The Supplemental Convention with Switzerland, on the other hand, relieves a requesting country from the need to provide a specific name to the requested country in order to obtain information about a person and in order to identify the person in possession of that information.  Since the requesting country is often in need of the name — that is the reason for the request in the first place — a requirement that the name be given in order to obtain the requested information might often render the information exchange provision nugatory.  Thus, this Supplementary Convention responds to a real problem, and despite my abiding skepticism about information exchange via tax convention, I can see no substantial objection to it.

The Agreement with Hong Kong and the new Convention with Poland are a different, and much larger and more complicated, matter.  A major concern with jurisdictions that lend themselves (and their treaty networks) to investors from elsewhere is the possibility that their conventions became, in effect, agreements with the entire world.  In the United States we think most tax conventions are bilateral in nature and that the benefits they confer should be confined to persons with a genuine connection with one of the treaty partners.

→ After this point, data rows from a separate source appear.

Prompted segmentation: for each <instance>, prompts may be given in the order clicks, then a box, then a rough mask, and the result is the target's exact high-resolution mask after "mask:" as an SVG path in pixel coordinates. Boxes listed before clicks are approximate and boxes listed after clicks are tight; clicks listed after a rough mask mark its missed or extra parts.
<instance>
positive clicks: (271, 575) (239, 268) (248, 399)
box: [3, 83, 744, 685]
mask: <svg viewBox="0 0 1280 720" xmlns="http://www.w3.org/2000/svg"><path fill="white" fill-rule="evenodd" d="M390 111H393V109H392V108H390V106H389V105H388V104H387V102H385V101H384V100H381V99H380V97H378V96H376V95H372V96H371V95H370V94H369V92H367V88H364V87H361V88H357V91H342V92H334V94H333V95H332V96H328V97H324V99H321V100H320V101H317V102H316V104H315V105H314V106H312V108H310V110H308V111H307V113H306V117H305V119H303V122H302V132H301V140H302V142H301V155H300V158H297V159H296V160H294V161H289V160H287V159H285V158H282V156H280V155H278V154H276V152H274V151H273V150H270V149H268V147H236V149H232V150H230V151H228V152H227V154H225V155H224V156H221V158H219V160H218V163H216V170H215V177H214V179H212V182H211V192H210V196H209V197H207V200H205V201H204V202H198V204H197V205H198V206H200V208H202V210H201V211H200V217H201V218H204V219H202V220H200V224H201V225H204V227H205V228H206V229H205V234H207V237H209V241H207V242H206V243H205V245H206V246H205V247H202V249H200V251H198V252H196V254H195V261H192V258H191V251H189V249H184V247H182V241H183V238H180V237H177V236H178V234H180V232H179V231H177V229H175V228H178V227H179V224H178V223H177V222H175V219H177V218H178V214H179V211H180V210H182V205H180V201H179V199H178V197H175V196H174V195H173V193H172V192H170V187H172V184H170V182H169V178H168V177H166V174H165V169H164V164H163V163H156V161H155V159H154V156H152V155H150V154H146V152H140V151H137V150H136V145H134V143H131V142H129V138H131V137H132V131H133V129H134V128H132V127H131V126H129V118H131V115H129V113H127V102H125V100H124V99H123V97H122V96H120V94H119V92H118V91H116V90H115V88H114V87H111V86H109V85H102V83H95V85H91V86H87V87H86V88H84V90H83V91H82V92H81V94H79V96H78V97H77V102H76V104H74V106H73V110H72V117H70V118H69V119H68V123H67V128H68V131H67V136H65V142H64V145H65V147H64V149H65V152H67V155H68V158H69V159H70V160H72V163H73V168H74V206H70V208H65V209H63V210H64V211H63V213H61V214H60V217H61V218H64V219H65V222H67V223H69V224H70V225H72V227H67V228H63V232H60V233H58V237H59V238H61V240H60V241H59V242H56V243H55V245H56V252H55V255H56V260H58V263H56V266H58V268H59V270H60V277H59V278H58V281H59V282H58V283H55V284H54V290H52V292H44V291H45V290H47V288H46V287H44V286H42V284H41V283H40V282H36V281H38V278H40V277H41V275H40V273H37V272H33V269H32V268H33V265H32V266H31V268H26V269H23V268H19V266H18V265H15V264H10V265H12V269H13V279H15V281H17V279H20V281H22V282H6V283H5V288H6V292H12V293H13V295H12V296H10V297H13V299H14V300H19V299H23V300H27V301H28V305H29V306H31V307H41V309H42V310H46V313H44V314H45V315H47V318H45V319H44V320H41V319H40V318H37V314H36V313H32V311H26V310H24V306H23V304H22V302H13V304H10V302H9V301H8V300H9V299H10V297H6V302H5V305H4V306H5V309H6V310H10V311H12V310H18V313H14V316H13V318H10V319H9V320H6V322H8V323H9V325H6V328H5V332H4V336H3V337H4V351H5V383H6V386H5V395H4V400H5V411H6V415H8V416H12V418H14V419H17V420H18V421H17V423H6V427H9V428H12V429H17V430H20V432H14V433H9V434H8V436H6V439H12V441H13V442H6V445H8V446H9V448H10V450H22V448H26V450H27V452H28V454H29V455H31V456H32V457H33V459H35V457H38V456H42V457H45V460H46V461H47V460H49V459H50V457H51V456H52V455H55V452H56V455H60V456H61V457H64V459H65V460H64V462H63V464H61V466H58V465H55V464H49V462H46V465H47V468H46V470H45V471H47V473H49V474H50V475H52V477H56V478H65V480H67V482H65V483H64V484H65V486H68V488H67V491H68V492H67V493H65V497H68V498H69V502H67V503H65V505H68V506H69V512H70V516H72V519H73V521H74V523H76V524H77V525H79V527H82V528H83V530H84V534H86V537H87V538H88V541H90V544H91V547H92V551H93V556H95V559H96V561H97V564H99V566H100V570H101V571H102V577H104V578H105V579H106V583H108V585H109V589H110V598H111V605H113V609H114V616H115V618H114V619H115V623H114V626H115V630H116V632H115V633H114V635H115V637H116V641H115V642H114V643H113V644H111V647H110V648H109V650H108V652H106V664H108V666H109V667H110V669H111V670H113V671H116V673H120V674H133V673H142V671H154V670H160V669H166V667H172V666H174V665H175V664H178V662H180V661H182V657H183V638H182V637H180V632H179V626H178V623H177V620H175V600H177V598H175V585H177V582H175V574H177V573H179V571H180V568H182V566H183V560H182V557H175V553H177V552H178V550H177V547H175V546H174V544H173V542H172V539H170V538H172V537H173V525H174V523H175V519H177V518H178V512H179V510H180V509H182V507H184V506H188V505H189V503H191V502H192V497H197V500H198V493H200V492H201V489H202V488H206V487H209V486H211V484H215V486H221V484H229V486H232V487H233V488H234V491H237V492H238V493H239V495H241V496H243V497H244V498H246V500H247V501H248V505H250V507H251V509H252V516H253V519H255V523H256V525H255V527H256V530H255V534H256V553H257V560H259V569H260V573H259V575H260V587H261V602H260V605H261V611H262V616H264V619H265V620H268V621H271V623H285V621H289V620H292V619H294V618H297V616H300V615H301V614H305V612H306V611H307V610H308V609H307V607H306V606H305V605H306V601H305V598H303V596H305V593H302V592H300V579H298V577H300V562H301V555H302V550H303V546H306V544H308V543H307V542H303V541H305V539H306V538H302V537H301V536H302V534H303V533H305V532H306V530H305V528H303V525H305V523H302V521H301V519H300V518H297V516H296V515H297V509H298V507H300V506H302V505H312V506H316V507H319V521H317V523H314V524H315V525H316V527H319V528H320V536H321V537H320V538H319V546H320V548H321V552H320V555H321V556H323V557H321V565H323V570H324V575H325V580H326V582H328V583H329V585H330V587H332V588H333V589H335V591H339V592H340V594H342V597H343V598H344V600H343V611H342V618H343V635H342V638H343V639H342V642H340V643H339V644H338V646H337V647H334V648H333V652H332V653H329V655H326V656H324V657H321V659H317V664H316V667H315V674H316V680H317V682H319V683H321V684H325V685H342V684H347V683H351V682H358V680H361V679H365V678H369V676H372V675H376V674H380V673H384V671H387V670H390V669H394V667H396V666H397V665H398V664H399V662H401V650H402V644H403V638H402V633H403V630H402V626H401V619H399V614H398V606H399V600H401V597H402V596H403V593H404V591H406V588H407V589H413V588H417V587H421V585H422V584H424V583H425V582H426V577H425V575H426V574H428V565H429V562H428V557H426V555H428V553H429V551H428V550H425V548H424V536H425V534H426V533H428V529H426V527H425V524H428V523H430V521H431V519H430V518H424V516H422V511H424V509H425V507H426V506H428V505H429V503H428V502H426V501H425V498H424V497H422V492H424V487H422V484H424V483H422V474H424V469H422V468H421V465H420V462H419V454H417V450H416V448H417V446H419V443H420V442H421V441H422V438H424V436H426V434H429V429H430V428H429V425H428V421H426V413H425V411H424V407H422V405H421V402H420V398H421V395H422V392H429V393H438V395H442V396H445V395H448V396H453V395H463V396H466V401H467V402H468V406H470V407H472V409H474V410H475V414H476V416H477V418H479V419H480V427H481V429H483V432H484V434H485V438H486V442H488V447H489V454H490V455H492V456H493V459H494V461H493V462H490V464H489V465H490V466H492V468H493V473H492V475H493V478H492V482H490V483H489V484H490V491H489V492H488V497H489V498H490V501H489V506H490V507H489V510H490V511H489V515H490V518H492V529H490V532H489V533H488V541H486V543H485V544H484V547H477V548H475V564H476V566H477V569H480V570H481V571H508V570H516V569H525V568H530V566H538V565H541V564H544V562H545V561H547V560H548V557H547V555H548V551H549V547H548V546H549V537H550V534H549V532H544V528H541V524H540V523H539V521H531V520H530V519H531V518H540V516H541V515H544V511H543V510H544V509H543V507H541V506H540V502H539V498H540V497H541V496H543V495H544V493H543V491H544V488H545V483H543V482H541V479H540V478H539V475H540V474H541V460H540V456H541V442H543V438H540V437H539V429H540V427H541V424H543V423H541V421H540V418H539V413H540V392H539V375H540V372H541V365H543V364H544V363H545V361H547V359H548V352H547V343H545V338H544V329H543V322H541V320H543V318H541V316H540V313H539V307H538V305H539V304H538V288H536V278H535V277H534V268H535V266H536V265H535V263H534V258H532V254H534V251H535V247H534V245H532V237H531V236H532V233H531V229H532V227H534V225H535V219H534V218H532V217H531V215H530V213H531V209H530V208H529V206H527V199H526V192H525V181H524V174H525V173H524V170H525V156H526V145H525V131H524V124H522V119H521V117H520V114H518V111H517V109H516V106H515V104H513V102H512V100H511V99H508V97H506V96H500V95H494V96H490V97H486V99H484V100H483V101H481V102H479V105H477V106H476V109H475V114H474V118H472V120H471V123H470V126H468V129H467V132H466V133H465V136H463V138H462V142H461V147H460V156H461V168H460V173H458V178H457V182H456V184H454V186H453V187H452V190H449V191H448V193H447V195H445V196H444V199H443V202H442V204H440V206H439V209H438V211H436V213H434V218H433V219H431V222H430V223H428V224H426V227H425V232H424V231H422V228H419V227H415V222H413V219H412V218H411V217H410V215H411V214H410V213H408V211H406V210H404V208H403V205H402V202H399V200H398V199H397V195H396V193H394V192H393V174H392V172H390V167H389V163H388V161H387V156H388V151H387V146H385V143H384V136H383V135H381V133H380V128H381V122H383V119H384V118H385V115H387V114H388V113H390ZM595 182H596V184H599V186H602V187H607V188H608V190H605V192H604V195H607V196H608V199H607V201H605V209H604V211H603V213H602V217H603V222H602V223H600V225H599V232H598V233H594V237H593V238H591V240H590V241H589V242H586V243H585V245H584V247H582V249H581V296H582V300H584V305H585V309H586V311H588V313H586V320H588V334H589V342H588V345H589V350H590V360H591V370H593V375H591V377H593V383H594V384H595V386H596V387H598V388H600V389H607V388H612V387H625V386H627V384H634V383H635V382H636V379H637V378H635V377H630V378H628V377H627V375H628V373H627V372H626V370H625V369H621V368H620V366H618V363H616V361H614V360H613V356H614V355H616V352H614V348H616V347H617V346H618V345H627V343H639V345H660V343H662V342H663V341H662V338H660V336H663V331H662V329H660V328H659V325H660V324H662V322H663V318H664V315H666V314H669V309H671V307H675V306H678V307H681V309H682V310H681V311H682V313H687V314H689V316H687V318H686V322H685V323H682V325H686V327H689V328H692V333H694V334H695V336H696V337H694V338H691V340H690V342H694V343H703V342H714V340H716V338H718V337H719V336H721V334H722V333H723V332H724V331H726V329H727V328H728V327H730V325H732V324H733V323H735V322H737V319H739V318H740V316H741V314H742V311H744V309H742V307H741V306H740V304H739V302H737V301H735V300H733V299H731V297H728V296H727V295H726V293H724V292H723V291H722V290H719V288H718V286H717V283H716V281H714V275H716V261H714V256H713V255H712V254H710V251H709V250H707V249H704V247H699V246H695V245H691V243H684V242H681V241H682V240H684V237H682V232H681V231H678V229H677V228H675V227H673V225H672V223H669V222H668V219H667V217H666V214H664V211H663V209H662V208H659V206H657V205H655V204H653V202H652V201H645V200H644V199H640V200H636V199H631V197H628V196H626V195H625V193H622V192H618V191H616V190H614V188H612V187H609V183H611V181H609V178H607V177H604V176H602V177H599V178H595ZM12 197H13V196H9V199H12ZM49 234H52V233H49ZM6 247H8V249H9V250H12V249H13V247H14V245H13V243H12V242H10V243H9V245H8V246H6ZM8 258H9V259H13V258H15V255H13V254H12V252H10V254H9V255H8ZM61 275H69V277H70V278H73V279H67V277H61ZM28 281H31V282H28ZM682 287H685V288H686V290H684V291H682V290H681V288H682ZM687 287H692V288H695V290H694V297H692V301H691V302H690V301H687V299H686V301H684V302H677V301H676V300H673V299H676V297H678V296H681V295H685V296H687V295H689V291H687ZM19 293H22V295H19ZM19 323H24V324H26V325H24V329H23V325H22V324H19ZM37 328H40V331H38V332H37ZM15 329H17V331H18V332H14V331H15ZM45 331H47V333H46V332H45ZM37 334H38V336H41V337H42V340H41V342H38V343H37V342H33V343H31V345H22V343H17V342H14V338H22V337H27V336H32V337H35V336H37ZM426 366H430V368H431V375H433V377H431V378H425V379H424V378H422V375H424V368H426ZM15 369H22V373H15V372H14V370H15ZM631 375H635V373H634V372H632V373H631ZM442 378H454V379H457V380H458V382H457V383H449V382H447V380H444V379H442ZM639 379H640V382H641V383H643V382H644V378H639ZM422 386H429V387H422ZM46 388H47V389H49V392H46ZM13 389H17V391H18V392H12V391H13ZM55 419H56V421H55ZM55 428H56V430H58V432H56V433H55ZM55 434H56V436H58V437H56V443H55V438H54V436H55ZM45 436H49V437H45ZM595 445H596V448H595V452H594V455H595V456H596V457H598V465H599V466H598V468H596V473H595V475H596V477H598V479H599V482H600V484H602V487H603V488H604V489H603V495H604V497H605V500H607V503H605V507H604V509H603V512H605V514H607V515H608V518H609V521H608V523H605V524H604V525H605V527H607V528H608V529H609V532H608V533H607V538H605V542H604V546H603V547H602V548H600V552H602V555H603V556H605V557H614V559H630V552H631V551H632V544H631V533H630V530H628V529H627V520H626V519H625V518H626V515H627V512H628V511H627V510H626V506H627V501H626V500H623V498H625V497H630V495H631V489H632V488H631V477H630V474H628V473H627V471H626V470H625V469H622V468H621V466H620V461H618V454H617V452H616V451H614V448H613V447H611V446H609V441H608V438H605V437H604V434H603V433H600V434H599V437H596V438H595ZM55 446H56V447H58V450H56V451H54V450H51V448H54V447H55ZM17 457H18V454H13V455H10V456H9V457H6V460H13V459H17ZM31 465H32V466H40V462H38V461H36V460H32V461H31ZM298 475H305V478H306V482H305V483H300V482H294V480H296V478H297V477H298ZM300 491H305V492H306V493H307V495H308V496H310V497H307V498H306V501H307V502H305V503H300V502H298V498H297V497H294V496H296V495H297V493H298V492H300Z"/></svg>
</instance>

One means of implementing this policy is simply not to enter into conventions with jurisdictions that serve as intermediaries, especially if there is no demonstration of a genuine risk of double taxation.  Regrettably, the United States has not always followed this route.  We have, for example, conventions with Bermuda, Cyprus, and Barbados, to name but three examples of jurisdictions where the need for a U.S. tax convention would not appear compelling.

Apart from the strategy of not negotiating conventions with certain jurisdictions, the United States relies on certain measures both within the text of its conventions and drawn from general jurisprudence to combat treaty shopping.  A Limitation on Benefits article requiring a genuine nexus between the party claiming benefits and the treaty partner is now standard in all modern U.S. tax conventions.  And the economic substance doctrine, recently enacted into U.S. statutory law but of lengthy vintage in our courts, has served as a potent weapon against at least some types of treaty shopping.

I note that paragraph 3 of Article 26 of both the Convention with Poland and the Agreement with Hong Kong represents an abbreviated version of what has become, in the United States, the Limitation on Benefits article.  The Article 26 provision, which also appears in the Conventions with Namibia and Serbia, effectively precludes foreign owned entities from enjoying a more beneficial regime in the treaty partner than domestically owned entities.  This is where early versions of the U.S. Limitation on Benefits provision began, but the provision has since gone much further.  Whether it has always been effective is an open question.

I conclude by citing a provision of this type that actually seems to work.  It appears in the U.S. Convention with Cyprus, and contains two substantive rules of general relevance:  first, that U.S. benefits are available only to Cypriot entities that are owned to a large extent (both legally and economically) by genuine individual residents of Cyprus or, in some limited circumstances, by citizens of the United States; and second, that such benefits are allowed when it is determined on a discretionary basis that the establishment, acquisition, and maintenance of the entity and the conduct of its operations did not have as a principal purpose obtaining benefits under the Convention.  The provision is general and, some might say, unacceptably vague.  Yet for that very reason it seems to have succeeded in thwarting attempts by third-country investors to use the Cyprus Convention to obtain inappropriate treaty benefits in the United States.

I will be happy to respond to any questions the Committee may have.